I installed Daggerfall on a Tuesday. By Wednesday, my microwave learned to speak Tamrielic. By Thursday, time stopped functioning in any linear fashion, and my dog had a Daedric artifact.
This isn’t just a game. It’s an event horizon for mortal understanding. You don’t play Daggerfall — you enter it, and it enters you back, like a polite yet horrifying Lovecraftian entity wearing a DOS prompt.
Let’s start with the map. The “map” is roughly the size of actual Europe. When I tried to ride from one town to another, my character aged 23 years, my computer fan achieved lift-off, and the concept of “distance” ceased to have meaning. NASA called me to ask if I’d opened a wormhole.

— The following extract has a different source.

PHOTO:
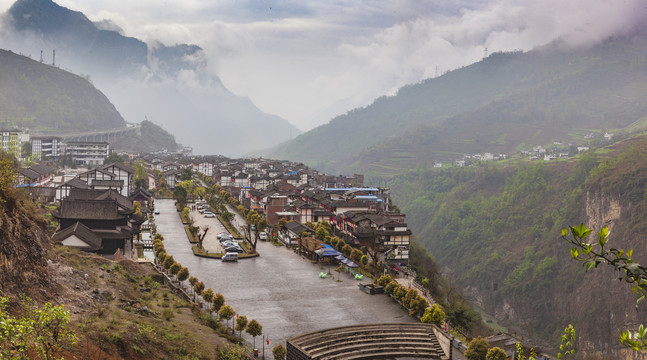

Then there’s the character creator. You can choose your class, your race, and exactly which limb of Akatosh you wish to pledge your soul to. I rolled a Breton knight who somehow majored in lycanthropy and existential despair. Ten minutes later, he was bitten by a rat, became a werebat, and accidentally declared war on gravity.
The bugs? Oh, the bugs are divine. They’re not glitches — they’re procedural manifestations of chaos. Once, I fell through the floor and reemerged as the King of Daggerfall. Another time, the walls disappeared, and I glimpsed Todd Howard’s first thought. I tried to quit the game, but Daggerfall crashed Windows itself, rolled a d20, and rebooted as a sentient operating system.
The soundtrack? Gregorian chants echoing through the corridors of madness. The sound of wind that whispers, “You will never finish this questline.” I left my PC running overnight, and when I woke up, my toaster had joined the Mages Guild.
After 400 hours, I realized something profound: Daggerfall isn’t coded in C. It’s written in the language of creation. Every time you boot it up, the universe subtly reshapes itself. Causality flickers. I got a parking ticket in a timeline that no longer exists.
Final Verdict:
10/10 — My life is now an open-world RPG.